VMware Cloud Community
Blicks
Contributor
Contributor

CPU LATENCY Counter ON ESXI 5.0.

I am having trouble understanding
the results from the latency counter on the vcentre for our guest VM.

 

My understanding of the latency counter
is that it will increase when there is contention for physical CPU resources
and that it is a measurement of percentage of time that a guest has to wait to
get access to the CPU resource.  However,
all our hosts have more CPU physical cores than the total number of VCPU’s of
our guests.  Therefore, if my
understanding is correct, there should be minimal latency and there should be
no contention for physical CPU resources.
We are seeing a number of guest VM wares with a latency of above 10%
which I have read shows significant degradation of performance.

However, our CPU Ready counter
are well below 500 milliseconds.  Can
anyone shed any light as to why this might be the case?

27 Replies
rickardnobel
Champion
Champion

Which exact counters do you study? And do you use ESXTOP or the graphical performance information through vSphere Client?

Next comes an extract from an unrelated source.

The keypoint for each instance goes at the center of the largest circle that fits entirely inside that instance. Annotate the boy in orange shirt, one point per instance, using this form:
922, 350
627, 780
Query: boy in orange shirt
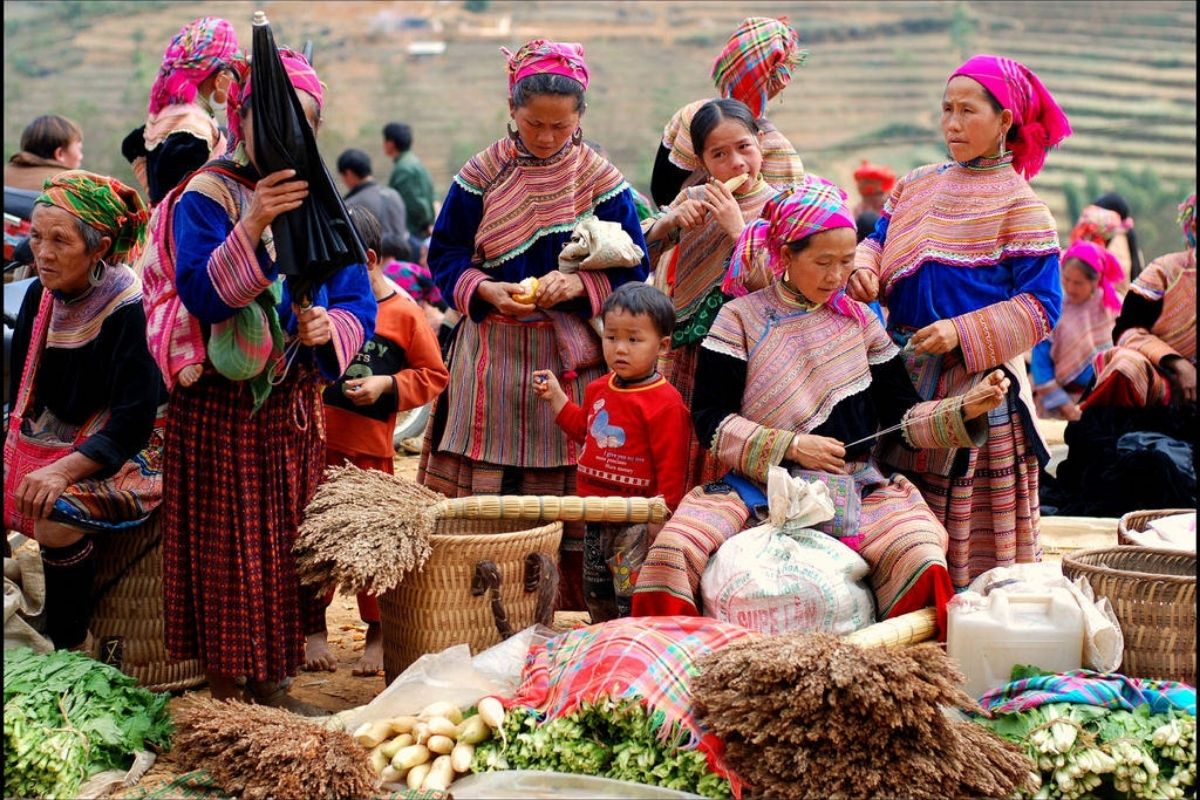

My VMware blog: www.rickardnobel.se
0 Kudos
joshodgers
Enthusiast
Enthusiast

In case your still having issues, I have a few blogs which may assist

Common Mistake - Using Reservations to Solve CPU Ready

How much CPU ready is OK?

High CPU Ready with Low Utilization

Josh Odgers | VCDX #90 | Blog: www.joshodgers.com | Twitter @josh_odgers
0 Kudos
Blicks
Contributor
Contributor

Hi thanks for coming back to me. It not the CPU Ready counter that we are
having an issue with its the CPU latency. There are tonnes of post on CPU Ready
but almost nothing on Latency. Our CPU Ready on ESxTOP is 0.05 but our Latency
is 25% on Vcentre Noone including VMware support have been to explain what the difference
between the two . Given we have more physical cores then Vcpu and no
reservations I am struggling to understand why the latency counter is so high

0 Kudos
jamesl73
Contributor
Contributor

I'm troubleshooting the same thing.  Do you have any more information to share?

0 Kudos
Blicks
Contributor
Contributor

Hi,

What I didn’t say in the original post was it was the NWORKS (Veeam) SCOM
that was raising the alert. I spent an month going back and forth with Nworks
and Vmware, Vmware where certain there was not issue with our environment,
indeed I was seeing no issues and we had more physical cores then VCPU so I couldn’t
see why there would be an issue. Nwork maintain that this is a vaild counter
but couldnt give me any documentation so I decided to override the counter

0 Kudos
jamesl73
Contributor
Contributor

Same here, I'm using Veeam as well.  The Veeam alert is accurate, the data matches what I can see in vCenter performance.  It's just a matter of what does that metric mean and what's a valid threshold for it.  I'm getting about 3,000 of them per day in a 1200 VM environment.  For now I'll try bumping the threshold from 20% to 50%.  Thanks for the follow up!

thelights
Contributor
Contributor

I'll jointhe crowd too - I'm using Veeam's MP here too and I get the same alert. Here is what VMware told me:

  • CPU Latency rises when the VM cannot run on the best core (where it was running), while Ready rises when none of the cores in entire motherboard is available. So Latency will go up before Ready will go up. But the 2 counters do not seem to move in tandem.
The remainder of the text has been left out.